Among those arrested in the sweep included one of Blackshades' alleged creators, Alex Yucel, in Moldova. He is currently awaiting extradition to the United States. According to the Los Angeles Times, also arrested was Brendan Johnston of Thousand Oaks, who, according to court documents, had sold the malware to others and provided technical support to customers from August 2011 to September 2012.
Michael Hogue, 23, of Maricopa, Arizona – the alleged co-creator of Blackshades – had pleaded guilty in New York to two counts of computer hacking after his June 2012 arrest. He is reportedly cooperating with law enforcement.
In the UK, investigators from the National Crime Agency believe that as many as 200,000 usernames and passwords for various online services may have been extracted by Blackshades RAT.

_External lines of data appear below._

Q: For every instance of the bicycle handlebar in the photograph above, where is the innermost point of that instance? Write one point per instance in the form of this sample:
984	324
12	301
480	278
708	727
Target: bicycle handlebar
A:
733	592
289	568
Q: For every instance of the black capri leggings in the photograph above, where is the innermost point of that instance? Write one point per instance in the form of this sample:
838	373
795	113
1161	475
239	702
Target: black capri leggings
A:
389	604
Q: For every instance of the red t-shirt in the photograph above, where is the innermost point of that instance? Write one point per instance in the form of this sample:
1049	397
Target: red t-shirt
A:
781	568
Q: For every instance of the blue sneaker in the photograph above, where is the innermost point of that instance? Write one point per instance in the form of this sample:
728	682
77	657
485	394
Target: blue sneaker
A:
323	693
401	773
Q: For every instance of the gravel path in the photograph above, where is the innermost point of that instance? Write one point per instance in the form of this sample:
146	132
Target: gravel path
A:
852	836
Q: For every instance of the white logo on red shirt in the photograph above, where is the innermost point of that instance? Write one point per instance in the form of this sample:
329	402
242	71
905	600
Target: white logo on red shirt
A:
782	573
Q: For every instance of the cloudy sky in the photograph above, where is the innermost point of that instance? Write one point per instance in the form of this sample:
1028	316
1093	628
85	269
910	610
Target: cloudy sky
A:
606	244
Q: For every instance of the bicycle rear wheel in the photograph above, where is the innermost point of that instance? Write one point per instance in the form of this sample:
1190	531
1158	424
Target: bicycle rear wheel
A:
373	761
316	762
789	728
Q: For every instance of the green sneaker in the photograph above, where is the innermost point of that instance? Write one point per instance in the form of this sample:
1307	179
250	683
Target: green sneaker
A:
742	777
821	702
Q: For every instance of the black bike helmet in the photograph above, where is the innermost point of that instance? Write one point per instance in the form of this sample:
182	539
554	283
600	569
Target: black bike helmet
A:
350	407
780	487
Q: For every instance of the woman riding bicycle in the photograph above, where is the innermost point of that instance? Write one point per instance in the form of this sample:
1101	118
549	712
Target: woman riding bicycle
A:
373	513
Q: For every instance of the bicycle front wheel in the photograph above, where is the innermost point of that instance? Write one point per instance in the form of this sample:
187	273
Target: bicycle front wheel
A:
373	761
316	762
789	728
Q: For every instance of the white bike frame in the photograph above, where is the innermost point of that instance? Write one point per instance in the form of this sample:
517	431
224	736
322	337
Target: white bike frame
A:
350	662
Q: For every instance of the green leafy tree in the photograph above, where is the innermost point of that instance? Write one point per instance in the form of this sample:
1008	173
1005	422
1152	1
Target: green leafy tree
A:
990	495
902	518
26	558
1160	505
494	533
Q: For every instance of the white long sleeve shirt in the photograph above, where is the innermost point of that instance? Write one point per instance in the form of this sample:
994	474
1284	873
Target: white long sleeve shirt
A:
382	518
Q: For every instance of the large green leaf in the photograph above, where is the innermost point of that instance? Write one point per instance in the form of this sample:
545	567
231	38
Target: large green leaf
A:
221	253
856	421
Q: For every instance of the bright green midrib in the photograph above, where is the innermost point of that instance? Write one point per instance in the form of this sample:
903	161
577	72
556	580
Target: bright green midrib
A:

"Criminals throughout the UK and across the world are finding out that committing crimes remotely offers no protection from arrest," Andy Archibald, deputy director of the NCA's National Cyber Crime Unit, told The Telegraph. "The unique scale of this cyber operation shows what can happen when law enforcement agencies at local, national and international level work together to tackle the perpetrators and help keep people safe.
"Cyber crime is one of the most significant criminal threats to the UK," Archibald added. "The NCA is helping to build the capacity of its partners across the country and coordinating the UK’s collective efforts as part of the response. The commitment of our police partners in the cyber arena has been clearly demonstrated by the work culminating in this week's dramatic activity."
Blackshades is also unique in that it was developed to fit many types of illicit applications.
The FBI's investigation revealed that several different types of Blackshades malware products were readily available for purchase by other cyber criminals through a website. This included the popular Blackshades RAT, which the FBI reported could be bought for as little as $40. In addition to its low price, the Blackshades RAT was reportedly attractive because it could be customized by the criminals who bought it, and modified to address their particular requirements.
On Monday, New York FBI Assistant Director in Charge George Venizelos said that the sweep “showcases the top to bottom approach the FBI takes to its cases...starting with those who put [malware] in the hands of the users—the creators and those who helped make it readily available, the administrators."
Venizelos added that the FBI "will continue to work with our law enforcement partners to bring to justice anyone who uses Blackshades maliciously."